Whether daily hair washing is harmful depends on the individual's scalp type, the shampoo used, and whether conditioner is applied afterward. For men with oily scalps: daily washing is often necessary and does not cause harm as long as the shampoo is not excessively harsh (sulfate-heavy formulas used daily can cause irritation in some people) and conditioner is used to replace moisture on the lengths. For men with normal scalps: daily washing is not necessary and may, over time, disrupt the scalp's oil production cycle. The scalp produces sebum as a protective mechanism. Washing it away daily trains the scalp to produce more sebum to compensate — some people notice their scalp becomes oilier over time with daily washing. Reducing to every other day often normalizes the oil cycle over 2 to 3 weeks. For men with dry scalps: daily washing is actively counterproductive. It removes the limited oils the scalp produces and is a common cause of dry scalp symptoms in men who otherwise have good hair health. The shampoo type matters: a gentle, moisturizing shampoo used daily does less scalp disruption than a clarifying or strong-sulfate shampoo. If daily washing is genuinely needed for your scalp type or product routine, choose a gentle formula appropriate for daily use. The conditioner rule: regardless of how often you shampoo, conditioning the lengths (not the scalp) helps maintain moisture balance and manageability. For very short hair where scalp application is unavoidable, use a lightweight conditioner or a conditioning rinse rather than a heavy leave-in.
Does washing hair affect how a haircut looks?

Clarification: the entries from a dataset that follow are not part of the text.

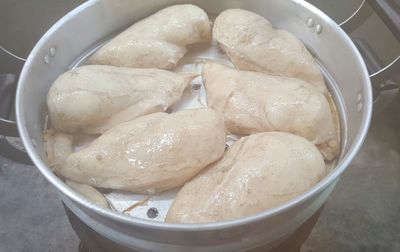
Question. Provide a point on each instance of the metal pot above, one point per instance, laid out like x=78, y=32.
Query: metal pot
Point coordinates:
x=83, y=28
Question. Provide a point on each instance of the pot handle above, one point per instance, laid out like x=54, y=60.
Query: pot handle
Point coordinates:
x=8, y=128
x=384, y=78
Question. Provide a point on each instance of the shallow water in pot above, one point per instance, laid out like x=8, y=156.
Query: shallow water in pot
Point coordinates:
x=156, y=207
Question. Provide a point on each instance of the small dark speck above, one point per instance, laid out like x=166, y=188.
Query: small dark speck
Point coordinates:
x=152, y=213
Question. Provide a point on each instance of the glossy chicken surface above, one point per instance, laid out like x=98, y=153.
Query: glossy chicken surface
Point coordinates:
x=257, y=173
x=150, y=154
x=252, y=43
x=252, y=102
x=158, y=41
x=94, y=98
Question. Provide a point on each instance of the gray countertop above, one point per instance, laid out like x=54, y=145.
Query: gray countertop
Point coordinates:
x=362, y=214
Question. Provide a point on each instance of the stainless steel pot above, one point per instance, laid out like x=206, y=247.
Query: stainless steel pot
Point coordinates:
x=83, y=28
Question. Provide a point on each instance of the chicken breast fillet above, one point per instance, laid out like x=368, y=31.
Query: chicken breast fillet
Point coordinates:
x=253, y=44
x=58, y=147
x=258, y=172
x=95, y=98
x=150, y=154
x=252, y=102
x=158, y=41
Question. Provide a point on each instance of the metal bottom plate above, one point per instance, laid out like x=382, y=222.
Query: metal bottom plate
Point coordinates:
x=155, y=207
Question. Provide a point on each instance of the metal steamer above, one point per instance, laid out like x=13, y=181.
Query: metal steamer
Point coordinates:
x=93, y=22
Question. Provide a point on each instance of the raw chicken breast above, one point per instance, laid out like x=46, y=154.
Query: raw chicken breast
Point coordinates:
x=252, y=102
x=150, y=154
x=95, y=98
x=257, y=173
x=253, y=44
x=158, y=41
x=58, y=148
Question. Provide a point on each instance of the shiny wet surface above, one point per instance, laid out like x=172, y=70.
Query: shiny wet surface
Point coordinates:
x=362, y=214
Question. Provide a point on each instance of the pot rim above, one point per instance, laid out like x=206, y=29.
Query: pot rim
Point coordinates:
x=142, y=223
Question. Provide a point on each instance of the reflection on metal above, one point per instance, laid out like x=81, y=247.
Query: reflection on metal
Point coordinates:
x=8, y=83
x=383, y=79
x=12, y=54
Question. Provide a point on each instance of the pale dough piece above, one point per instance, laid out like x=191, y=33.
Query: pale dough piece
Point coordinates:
x=94, y=98
x=253, y=44
x=158, y=41
x=252, y=102
x=150, y=154
x=257, y=173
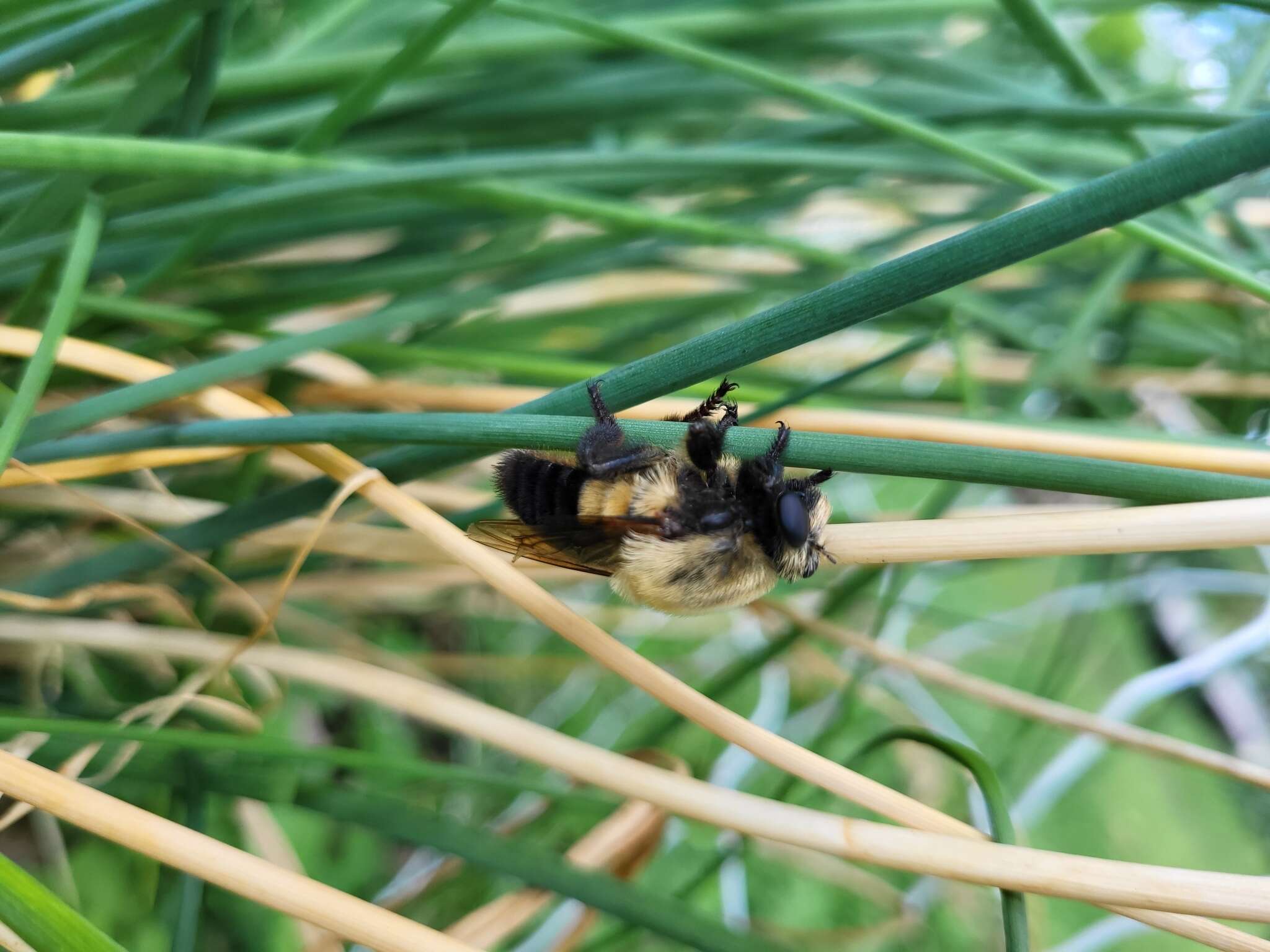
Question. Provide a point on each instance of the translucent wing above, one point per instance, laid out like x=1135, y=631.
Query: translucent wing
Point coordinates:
x=586, y=545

How you wash and condition your hair does affect how the haircut looks and holds between barbershop visits. The main effects: product buildup and the fade: heavy product buildup on the hair and scalp can make a fade look dull or less precise between visits. The buildup changes how the hair lies and reflects light, which makes the gradient appear less clean. Regular washing appropriate to your product use keeps the hair in the condition it was in right after the barbershop. Hair health and movement: hair that is regularly moisturized (through appropriate conditioning and not over-stripped by washing) tends to hold a style better, have more natural movement, and look healthier overall. Dry, brittle hair from over-washing without conditioning or under-moisturized hair from under-washing with heavy product use both look worse in a haircut than well-maintained hair. Scalp flaking and the haircut: scalp flaking (from dry scalp or seborrheic dermatitis) is visible in short haircuts, particularly dark-hair cuts where white flakes are contrast against the scalp. Managing the underlying scalp condition — whether through appropriate washing frequency, medicated shampoo, or dermatologist guidance — is more effective than any haircut adjustment. Wash day timing: some men prefer to get their barbershop appointments shortly after a wash day when the hair is clean, product-free, and in its natural state. This allows the barber to see the hair as it actually grows rather than affected by day-old product. Others come with day-old product and have the barber work with it. Both approaches work — communicate with your barber about what you did that morning if they ask.